Import all the libraries we need

In [1]:
import gensim
import logging
import numpy as np
import re
from conllu import parse
import os
from sympy import Point, Line, Segment
from scipy.spatial import distance
from pymorphy2 import MorphAnalyzer
from nltk.tokenize import sent_tokenize, wordpunct_tokenize, word_tokenize
from nltk.collocations import BigramCollocationFinder, BigramAssocMeasures
from nltk.corpus import stopwords

import warnings
warnings.filterwarnings('ignore')

In [None]:
logging.basicConfig(format='%(asctime)s : %(levelname)s : %(message)s', level=logging.INFO)

In [2]:
path = os.getcwd()
conllu_file = path + '/UD_Russian-SynTagRus/ru_syntagrus-ud-train.conllu'

Parse the CoNLL-U file

In [3]:
with open(conllu_file, "r", encoding="utf-8") as data_file:
    data = data_file.read()
sentences = parse(data)

Lemmatize texts and put part-of-speech tags for each word in them

In [None]:
with open('result.txt', 'w', encoding='utf-8') as result:
    for sentence in sentences:
        line = ' '.join([word['lemma'] + '_' + word['upos'] for word in sentence if word['upos'] != 'PUNCT' and word['upos'] != 'NUM'])
        result.write(line + '\n')

In [4]:
f = 'result.txt'
data = gensim.models.word2vec.LineSentence(f)
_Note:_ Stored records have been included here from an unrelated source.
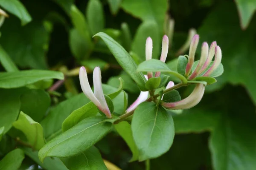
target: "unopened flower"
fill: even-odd
[[[94,94],[89,84],[87,73],[84,67],[81,67],[80,69],[79,79],[81,88],[85,96],[94,103],[99,109],[104,113],[108,118],[111,118],[111,113],[103,94],[99,67],[96,67],[93,70]]]
[[[152,53],[153,51],[153,42],[150,37],[148,37],[146,40],[146,60],[152,59]],[[148,79],[153,76],[152,71],[148,71],[147,73]]]
[[[167,54],[168,54],[168,48],[169,44],[169,40],[167,35],[165,35],[163,37],[163,41],[162,42],[162,52],[161,53],[161,57],[160,60],[163,62],[165,62],[166,58],[167,57]],[[157,71],[155,74],[155,77],[157,77],[160,76],[160,72]]]
[[[189,76],[189,75],[191,71],[192,66],[193,65],[194,60],[195,60],[195,51],[196,51],[196,48],[197,48],[199,41],[199,36],[198,34],[195,34],[193,37],[191,43],[190,43],[189,52],[189,61],[186,66],[185,71],[185,75],[186,76]]]
[[[169,109],[186,109],[197,105],[202,99],[204,93],[205,87],[203,84],[198,84],[193,92],[187,97],[180,101],[172,102],[163,102],[161,105]]]
[[[191,74],[189,77],[189,79],[192,79],[195,78],[199,74],[199,71],[201,70],[201,68],[207,59],[209,48],[209,47],[207,42],[204,42],[203,43],[203,45],[202,45],[202,50],[201,51],[200,60],[199,60],[196,68],[192,73],[192,74]]]
[[[148,80],[148,77],[146,75],[144,76],[147,80]],[[148,91],[141,91],[140,94],[140,95],[138,98],[135,100],[134,103],[131,104],[131,106],[126,110],[126,113],[129,113],[131,111],[134,110],[137,107],[140,103],[145,101],[148,99],[148,96],[149,92]]]
[[[218,45],[215,47],[215,57],[213,64],[203,76],[209,76],[219,66],[221,62],[221,50]]]

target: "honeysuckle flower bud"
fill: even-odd
[[[199,35],[195,34],[193,37],[191,43],[190,43],[190,47],[189,47],[189,61],[188,64],[186,67],[185,75],[188,76],[190,73],[192,66],[194,63],[195,60],[195,54],[196,48],[197,48],[198,42],[199,41]]]
[[[144,75],[145,78],[147,80],[148,80],[148,77],[146,75]],[[139,95],[139,97],[138,98],[135,100],[134,102],[133,102],[133,104],[126,109],[126,111],[125,111],[125,113],[129,113],[131,111],[134,110],[136,108],[140,105],[140,103],[145,101],[147,99],[148,99],[148,94],[149,93],[148,91],[141,91],[140,94],[140,95]]]
[[[189,79],[195,78],[199,73],[199,71],[205,63],[207,58],[209,52],[209,45],[207,42],[204,42],[202,45],[202,50],[201,51],[201,57],[200,60],[196,68],[189,77]]]
[[[89,84],[87,73],[84,67],[81,67],[80,69],[79,79],[81,88],[85,96],[94,103],[99,109],[104,113],[108,118],[111,118],[111,113],[103,94],[99,67],[96,67],[93,70],[94,94],[93,93]]]
[[[191,28],[189,31],[189,34],[186,42],[180,48],[176,53],[176,56],[179,56],[185,53],[189,48],[189,45],[192,41],[192,39],[196,34],[196,30],[194,28]]]
[[[165,62],[165,61],[167,57],[167,54],[168,54],[168,48],[169,47],[169,40],[167,35],[165,35],[163,37],[163,41],[162,41],[162,52],[161,53],[161,57],[160,60]],[[157,71],[155,74],[155,77],[159,77],[160,76],[160,72]]]
[[[170,81],[168,83],[168,84],[167,84],[167,85],[166,85],[166,90],[168,89],[168,88],[172,88],[172,87],[174,86],[174,82],[172,82],[172,81]],[[163,96],[162,96],[162,99],[163,100],[163,96],[164,95],[164,94],[163,95]]]
[[[203,76],[209,76],[217,68],[221,62],[221,50],[218,45],[215,47],[215,57],[213,64]]]
[[[214,54],[215,53],[215,47],[217,46],[217,42],[216,41],[214,41],[212,42],[211,46],[210,46],[210,49],[209,50],[209,53],[208,54],[208,57],[206,61],[204,64],[204,66],[201,68],[201,70],[199,71],[199,74],[201,74],[204,71],[204,70],[209,65],[210,63],[212,61],[212,60],[214,56]]]
[[[152,52],[153,51],[153,42],[151,37],[148,37],[146,40],[146,60],[152,59]],[[147,73],[148,79],[153,76],[152,71],[148,71]]]
[[[163,102],[161,105],[169,109],[186,109],[197,105],[202,99],[204,93],[205,87],[203,84],[195,85],[193,92],[187,97],[180,101],[171,103]]]

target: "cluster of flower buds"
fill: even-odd
[[[207,42],[204,42],[202,45],[200,60],[196,68],[190,75],[192,66],[195,60],[195,55],[199,41],[199,36],[198,34],[196,34],[193,37],[190,43],[188,62],[185,71],[185,76],[188,77],[189,80],[193,79],[203,72],[205,73],[202,76],[210,76],[218,68],[221,61],[221,51],[220,47],[217,45],[216,41],[212,43],[209,49]],[[206,71],[206,69],[210,65],[214,56],[215,56],[215,57],[213,63],[210,68],[207,71]],[[206,72],[205,72],[206,71]]]
[[[107,117],[111,118],[111,113],[103,94],[99,67],[96,67],[93,70],[94,94],[89,84],[87,73],[84,67],[80,68],[79,79],[82,90],[85,96],[94,103],[100,110],[105,114]]]

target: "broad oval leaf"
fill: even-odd
[[[0,161],[0,170],[18,169],[24,157],[24,152],[20,149],[10,152]]]
[[[137,71],[160,71],[168,73],[179,78],[184,83],[187,82],[185,77],[176,71],[171,70],[166,63],[158,60],[151,59],[142,62],[138,66]]]
[[[70,170],[108,170],[100,153],[94,146],[82,153],[61,160]]]
[[[131,122],[131,130],[140,161],[157,158],[166,152],[174,138],[171,114],[153,102],[144,102],[138,106]]]
[[[141,73],[136,72],[137,65],[127,51],[113,38],[104,33],[99,32],[94,37],[99,37],[103,40],[119,64],[136,82],[140,89],[142,91],[147,91],[145,88],[146,79]]]
[[[39,159],[43,162],[47,156],[66,157],[83,152],[110,130],[113,124],[106,120],[102,116],[82,120],[44,146],[38,153]]]
[[[34,149],[39,150],[45,144],[42,126],[24,113],[20,112],[18,119],[12,125],[24,133]]]
[[[12,72],[0,72],[0,88],[17,88],[44,79],[63,79],[63,74],[59,71],[31,70]]]
[[[18,0],[0,0],[0,5],[9,12],[16,15],[21,20],[21,25],[24,26],[32,20],[28,11]]]

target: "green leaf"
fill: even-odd
[[[32,20],[25,6],[18,0],[0,0],[0,5],[19,18],[21,21],[22,26],[27,24]]]
[[[207,85],[211,85],[217,82],[216,79],[211,77],[197,77],[193,80],[204,81],[207,82]]]
[[[44,146],[38,153],[40,160],[47,156],[74,156],[85,151],[110,130],[112,124],[105,120],[101,116],[82,120]]]
[[[40,122],[47,140],[62,132],[62,122],[71,112],[90,102],[82,93],[60,102],[52,108],[46,118]]]
[[[93,146],[84,153],[74,156],[62,158],[61,160],[70,170],[108,170],[100,153]]]
[[[24,133],[28,143],[34,149],[39,150],[45,144],[43,128],[30,117],[21,112],[13,126]]]
[[[172,118],[162,106],[144,102],[135,110],[131,122],[139,160],[155,158],[166,152],[174,137]]]
[[[167,102],[177,102],[181,100],[181,97],[179,92],[175,90],[165,94],[163,98],[163,101]]]
[[[148,90],[154,90],[160,85],[161,77],[151,77],[145,84],[145,88]]]
[[[102,85],[102,88],[104,89],[103,92],[105,94],[111,93],[108,94],[110,97],[110,99],[113,99],[117,96],[122,91],[122,87],[124,84],[122,78],[119,79],[120,81],[120,85],[118,89],[115,89],[116,91],[113,92],[113,88],[112,87],[108,87]],[[109,89],[109,88],[111,89]],[[107,88],[108,88],[108,91],[106,92]],[[109,91],[110,90],[110,91]],[[106,98],[106,97],[105,97]],[[111,107],[113,108],[113,102],[110,101]],[[112,109],[113,112],[113,108]],[[92,102],[90,102],[86,105],[83,105],[81,108],[74,110],[64,120],[62,125],[62,131],[65,131],[70,129],[81,120],[87,117],[96,115],[98,113],[98,110]],[[112,112],[111,112],[112,113]],[[105,116],[103,113],[102,113],[103,116]]]
[[[8,153],[0,161],[1,170],[17,170],[24,159],[24,152],[20,149],[16,149]]]
[[[188,59],[184,56],[180,56],[178,58],[178,63],[177,65],[177,71],[178,73],[183,76],[185,76],[185,71],[187,64]]]
[[[17,66],[13,62],[10,56],[0,45],[0,62],[2,65],[8,72],[14,72],[19,71]]]
[[[160,71],[163,73],[168,73],[180,79],[184,83],[186,83],[187,82],[186,77],[175,71],[171,70],[166,63],[158,60],[151,59],[143,62],[139,65],[137,71],[137,72]]]
[[[1,27],[1,31],[5,34],[1,37],[0,44],[19,67],[25,69],[47,68],[46,56],[50,31],[43,23],[38,19],[21,26],[15,18],[10,17]]]
[[[58,158],[46,158],[44,163],[41,162],[38,158],[38,151],[32,150],[28,147],[23,147],[22,150],[25,154],[44,169],[47,170],[68,170],[63,163]]]
[[[108,0],[110,11],[113,15],[117,14],[121,6],[122,0]]]
[[[106,69],[109,67],[108,62],[99,59],[83,61],[81,64],[91,71],[93,70],[96,67],[99,67],[101,70]]]
[[[241,28],[245,29],[256,10],[256,2],[253,0],[235,0],[238,8]]]
[[[88,41],[82,38],[82,34],[77,29],[73,28],[70,31],[69,43],[71,52],[79,61],[88,58],[90,51],[87,47]]]
[[[140,89],[146,91],[145,88],[146,80],[141,73],[136,72],[137,65],[127,51],[111,37],[103,32],[99,32],[93,37],[100,37],[102,38],[119,64],[136,82]]]
[[[122,121],[118,124],[115,125],[114,126],[118,133],[125,141],[132,153],[132,157],[130,162],[138,160],[139,151],[132,136],[131,125],[127,122]]]
[[[103,7],[99,0],[90,0],[87,5],[86,17],[92,35],[103,31],[105,27]]]
[[[163,26],[168,4],[166,0],[123,0],[122,7],[125,11],[143,21],[155,20],[159,30],[163,30]]]
[[[157,23],[154,21],[144,22],[139,27],[131,45],[131,50],[145,61],[145,45],[147,38],[150,37],[153,40],[152,58],[158,59],[160,55],[160,34]]]
[[[42,120],[51,104],[49,94],[41,89],[27,91],[20,96],[20,110],[37,122]]]
[[[0,128],[0,142],[2,140],[2,137],[3,135],[3,131],[4,130],[4,126]]]
[[[31,70],[13,72],[0,72],[0,88],[17,88],[44,79],[63,79],[61,72]]]

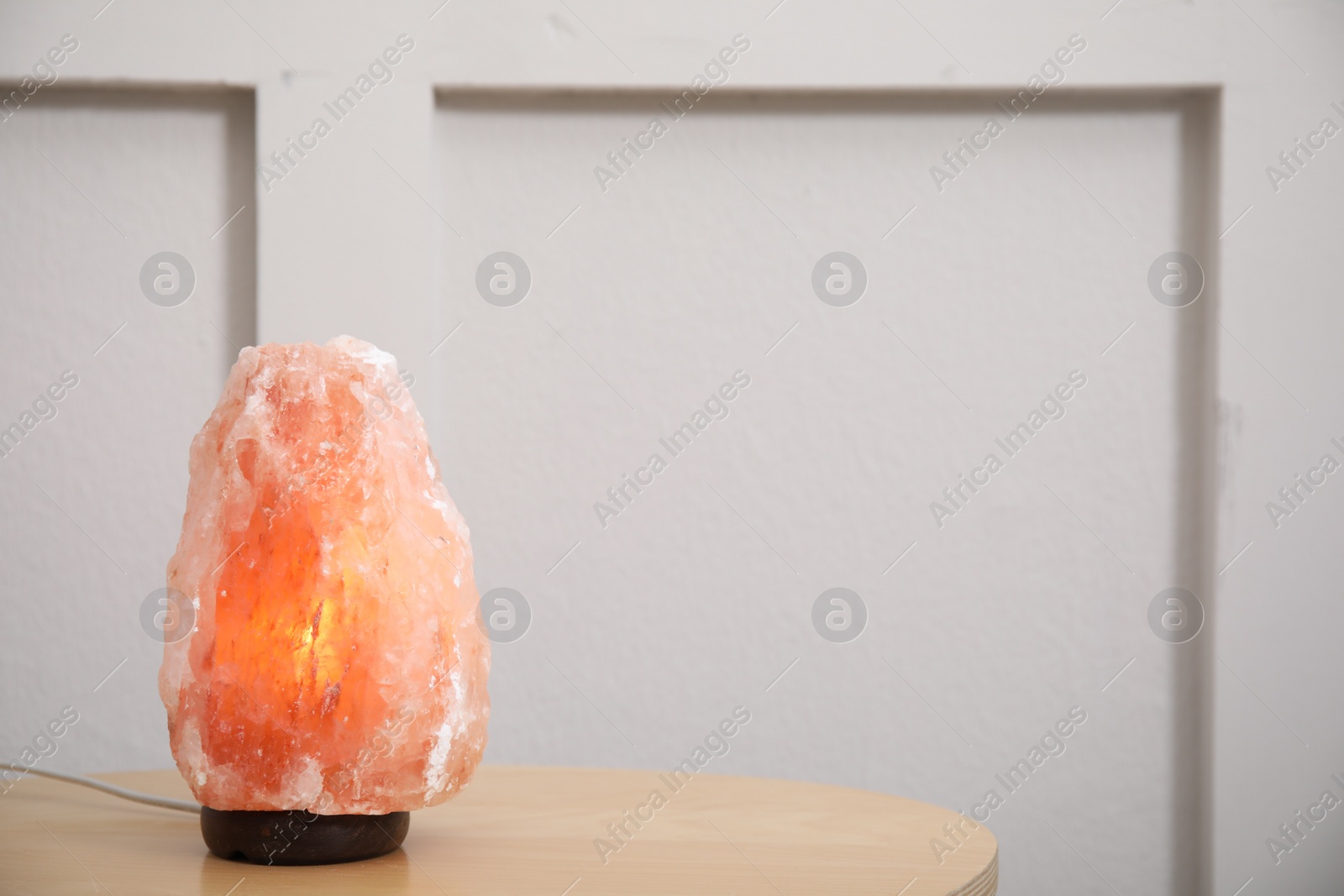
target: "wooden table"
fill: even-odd
[[[191,798],[176,771],[105,775]],[[607,833],[648,806],[624,845]],[[946,844],[960,817],[825,785],[696,775],[673,791],[656,771],[482,767],[462,794],[411,814],[405,848],[364,862],[247,865],[206,852],[196,818],[28,778],[0,797],[0,893],[882,893],[988,896],[999,845],[984,826]],[[964,830],[969,826],[962,822]],[[613,850],[599,850],[605,838]]]

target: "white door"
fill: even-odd
[[[168,764],[191,435],[351,333],[512,611],[489,762],[745,707],[707,771],[964,810],[1004,893],[1337,892],[1339,9],[0,15],[4,750]]]

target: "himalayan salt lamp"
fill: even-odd
[[[191,445],[168,586],[195,622],[159,693],[216,854],[391,852],[470,779],[489,641],[391,355],[347,336],[239,353]]]

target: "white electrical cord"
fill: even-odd
[[[0,762],[0,768],[22,771],[28,775],[42,775],[43,778],[54,778],[55,780],[65,780],[71,785],[83,785],[85,787],[93,787],[94,790],[101,790],[102,793],[112,794],[113,797],[134,799],[137,803],[145,803],[146,806],[159,806],[160,809],[176,809],[177,811],[200,814],[200,806],[194,802],[187,802],[185,799],[169,799],[168,797],[155,797],[153,794],[141,794],[134,790],[126,790],[125,787],[117,787],[116,785],[97,780],[94,778],[85,778],[83,775],[66,775],[59,771],[46,771],[44,768],[28,768],[27,766],[19,766],[12,762]]]

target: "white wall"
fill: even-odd
[[[0,125],[3,426],[65,371],[78,386],[0,458],[0,743],[16,756],[73,705],[52,767],[163,766],[163,647],[138,613],[181,528],[184,447],[255,333],[251,97],[58,83],[30,102]],[[165,250],[196,275],[176,308],[140,287]]]
[[[1265,840],[1344,797],[1344,520],[1332,485],[1277,529],[1263,505],[1344,442],[1344,150],[1278,192],[1265,167],[1344,125],[1340,11],[773,5],[0,13],[0,77],[73,32],[62,77],[101,87],[0,125],[4,423],[81,375],[0,459],[0,750],[74,703],[52,767],[168,764],[136,611],[234,355],[218,330],[351,332],[417,375],[482,590],[532,606],[496,645],[489,760],[669,766],[741,703],[712,770],[970,809],[1077,704],[989,822],[1003,892],[1335,892],[1336,813],[1281,864]],[[258,185],[253,148],[402,32],[392,83]],[[602,192],[593,167],[739,32],[730,86]],[[929,167],[1074,32],[1067,90],[938,192]],[[1177,247],[1210,277],[1187,309],[1145,283]],[[163,249],[200,278],[175,309],[138,292]],[[499,250],[532,273],[513,308],[476,293]],[[809,285],[835,250],[868,271],[851,308]],[[602,528],[593,502],[739,368],[730,416]],[[1075,368],[1067,416],[937,528],[929,502]],[[1177,584],[1210,618],[1173,646],[1145,614]],[[835,586],[868,606],[851,643],[812,627]]]

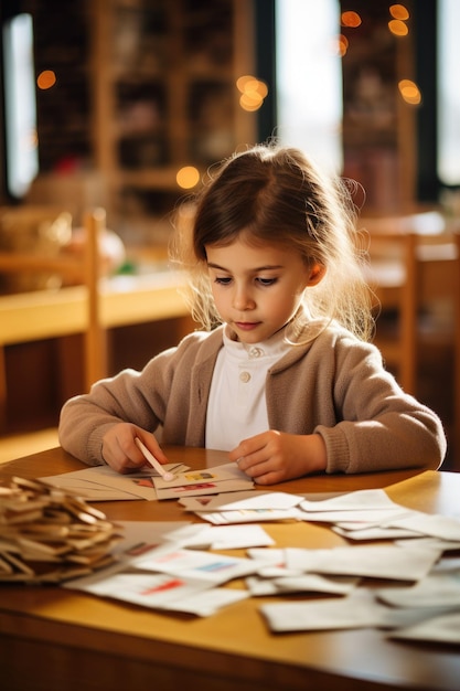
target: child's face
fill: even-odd
[[[254,247],[236,241],[206,246],[214,301],[224,322],[243,343],[265,341],[296,313],[303,291],[318,283],[319,269],[299,253],[279,246]]]

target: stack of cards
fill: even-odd
[[[254,487],[245,472],[236,464],[225,464],[203,470],[175,472],[173,480],[152,477],[157,499],[181,499],[202,495],[235,492]]]
[[[0,582],[57,583],[114,561],[120,535],[100,511],[39,480],[0,487]]]

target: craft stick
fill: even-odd
[[[154,470],[157,470],[159,475],[161,475],[161,477],[163,478],[165,482],[170,482],[171,480],[174,479],[175,477],[174,474],[168,472],[168,470],[163,469],[160,461],[158,461],[157,458],[149,451],[147,446],[142,444],[139,437],[136,437],[135,442],[136,442],[136,446],[142,451],[146,460],[151,465],[152,468],[154,468]]]

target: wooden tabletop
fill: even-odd
[[[226,463],[226,455],[220,451],[168,448],[167,453],[171,461],[181,460],[192,468]],[[81,467],[56,448],[1,465],[0,480]],[[377,487],[410,508],[458,515],[460,475],[449,472],[317,476],[271,489],[324,493]],[[99,508],[113,520],[191,519],[174,500],[104,502]],[[264,528],[277,546],[347,544],[321,524],[264,523]],[[232,587],[243,584],[236,582]],[[114,691],[127,687],[176,691],[181,684],[203,691],[460,688],[460,656],[453,646],[398,642],[376,629],[274,635],[259,613],[266,602],[274,598],[248,598],[214,616],[195,618],[58,587],[2,586],[1,674],[9,679],[12,691]]]

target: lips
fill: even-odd
[[[235,321],[235,326],[242,331],[250,331],[258,327],[260,321]]]

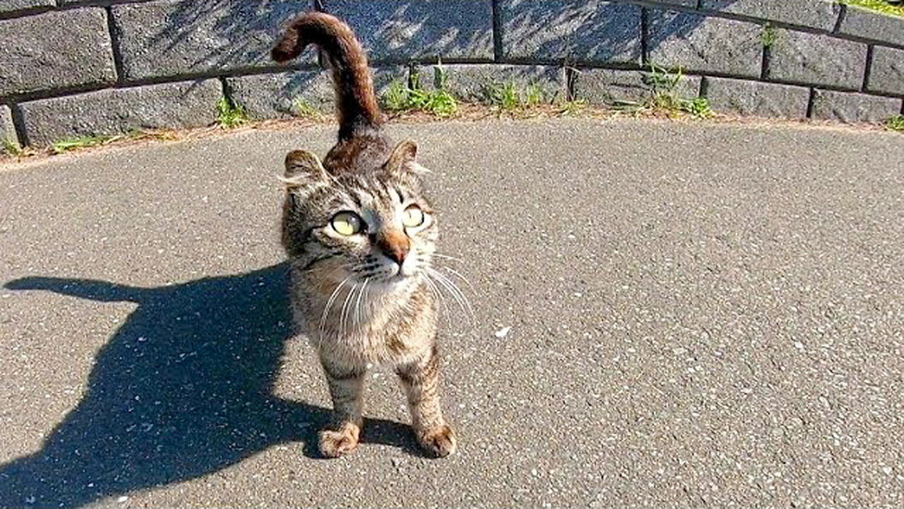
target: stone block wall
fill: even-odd
[[[291,116],[297,99],[328,110],[315,52],[268,60],[280,27],[314,8],[352,24],[378,87],[441,60],[464,100],[516,80],[607,104],[642,99],[656,65],[717,111],[904,113],[904,18],[833,0],[2,0],[0,138],[209,125],[223,97],[258,119]]]

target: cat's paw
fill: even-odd
[[[454,453],[458,440],[455,431],[447,425],[415,431],[418,443],[427,452],[438,457],[446,457]]]
[[[340,457],[358,448],[361,428],[346,423],[338,430],[324,429],[320,432],[320,454],[325,457]]]

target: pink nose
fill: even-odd
[[[387,258],[399,264],[405,263],[410,243],[408,235],[397,230],[382,231],[377,234],[377,246]]]

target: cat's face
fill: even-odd
[[[375,291],[392,291],[428,270],[437,219],[413,151],[410,160],[393,158],[366,175],[338,177],[309,152],[287,158],[283,243],[325,283],[367,282]]]

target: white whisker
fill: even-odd
[[[431,256],[436,256],[437,258],[445,258],[447,260],[453,260],[455,262],[459,262],[459,263],[462,263],[462,264],[465,263],[465,260],[462,260],[461,258],[457,258],[455,256],[449,256],[448,254],[440,254],[438,253],[433,253],[430,255]]]
[[[461,311],[468,314],[470,318],[475,318],[474,308],[471,307],[471,303],[467,300],[467,296],[465,295],[465,293],[461,291],[461,288],[458,288],[458,285],[457,285],[454,281],[450,280],[446,276],[446,274],[440,273],[439,271],[433,268],[427,270],[433,275],[434,278],[436,278],[436,281],[439,283],[441,286],[445,287],[446,290],[448,291],[448,293],[456,300],[456,303],[457,303],[458,306],[461,308]]]
[[[345,337],[345,318],[348,312],[348,303],[352,301],[352,295],[354,294],[354,291],[358,288],[358,283],[355,283],[354,286],[348,291],[348,294],[345,295],[345,302],[342,304],[342,312],[339,313],[339,327],[342,329],[342,335]]]
[[[324,306],[324,312],[320,316],[320,327],[318,331],[320,334],[319,341],[321,343],[324,341],[324,329],[326,326],[326,316],[330,312],[330,308],[333,306],[333,302],[335,301],[336,295],[339,294],[339,290],[342,289],[343,285],[345,284],[345,282],[347,282],[350,279],[352,279],[352,276],[346,277],[345,279],[342,280],[342,283],[336,285],[335,290],[333,291],[333,293],[330,295],[329,300],[326,301],[326,305]]]
[[[443,266],[441,266],[441,267],[439,267],[439,268],[441,268],[441,269],[446,269],[446,270],[447,270],[448,272],[452,273],[453,274],[455,274],[455,275],[458,276],[458,278],[459,278],[459,279],[461,279],[462,281],[464,281],[464,282],[465,282],[465,284],[466,284],[466,285],[467,285],[467,287],[468,287],[468,289],[469,289],[469,290],[471,290],[472,292],[474,291],[474,285],[473,285],[473,284],[471,284],[471,282],[470,282],[470,281],[468,281],[466,277],[465,277],[465,276],[461,275],[461,273],[459,273],[458,271],[457,271],[457,270],[453,269],[452,267],[447,267],[447,266],[445,266],[445,265],[443,265]]]
[[[430,279],[430,276],[427,273],[424,273],[424,281],[427,282],[427,284],[428,286],[429,286],[430,292],[433,293],[433,295],[439,300],[440,303],[443,304],[443,310],[445,310],[445,314],[446,314],[446,322],[448,325],[452,325],[452,313],[449,312],[449,307],[448,304],[446,303],[446,298],[443,297],[442,293],[439,291],[438,288],[437,288],[437,283],[434,283],[432,279]]]
[[[361,286],[361,292],[358,293],[358,300],[354,303],[354,324],[356,328],[361,328],[361,297],[364,294],[364,291],[367,290],[367,283],[371,281],[371,278],[364,280],[364,283]],[[367,305],[367,299],[364,299],[364,305]]]

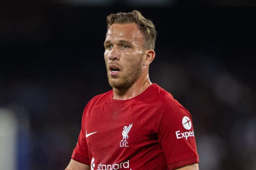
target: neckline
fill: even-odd
[[[113,91],[112,90],[112,92],[111,94],[111,99],[112,101],[114,102],[128,102],[132,100],[138,99],[141,98],[143,98],[143,96],[145,95],[145,94],[146,94],[147,91],[150,90],[150,89],[153,88],[153,86],[154,86],[156,85],[156,84],[155,83],[152,83],[151,85],[149,86],[146,88],[144,91],[143,91],[140,94],[139,94],[137,96],[136,96],[132,98],[127,99],[126,100],[117,100],[116,99],[114,99],[113,98]]]

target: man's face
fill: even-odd
[[[132,85],[141,75],[144,38],[134,23],[114,24],[104,42],[104,58],[110,85],[118,89]]]

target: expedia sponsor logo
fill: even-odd
[[[183,117],[182,119],[182,125],[185,129],[187,130],[190,130],[192,127],[191,120],[187,116]],[[192,131],[187,131],[183,132],[180,132],[180,130],[177,130],[175,132],[175,134],[178,139],[182,138],[186,138],[186,140],[188,140],[188,138],[195,136],[194,129],[192,129]]]
[[[98,165],[97,170],[125,170],[129,169],[129,160],[120,164],[114,163],[113,164],[102,164],[101,162]]]
[[[178,139],[183,138],[185,138],[186,140],[188,140],[189,137],[195,136],[194,134],[194,130],[192,130],[192,131],[185,132],[183,133],[180,133],[180,130],[176,131],[175,133],[176,137]]]

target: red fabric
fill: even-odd
[[[174,169],[198,162],[194,135],[190,113],[156,84],[125,100],[111,91],[85,107],[72,158],[95,170]]]

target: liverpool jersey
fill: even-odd
[[[192,118],[154,83],[134,98],[93,98],[72,158],[92,170],[174,169],[198,162]]]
Compile a dictionary only from words longer than two characters and not included in the list of stop words for the Russian language

In [7]:
stops = set(stopwords.words('russian'))
words = [word['lemma'] + '_' + word['upos'] for sentence in sentences for word in sentence
         if len(word) > 2
         and word['lemma'] not in stops]

Calculate the association measure for each bigram obtained from the texts

In [8]:
finder = BigramCollocationFinder.from_words(words)
bgm = BigramAssocMeasures()
score = bgm.mi_like
collocations = {' '.join(bigram): pmi for bigram, pmi in finder.score_ngrams(score)}

Leave only phrases consisting of an adjective and a noun

In [9]:
colloc = [key for key, value in collocations.items() if value > 1 and re.match(r'[а-я]+_ADJ [а-я]+_NOUN', key)]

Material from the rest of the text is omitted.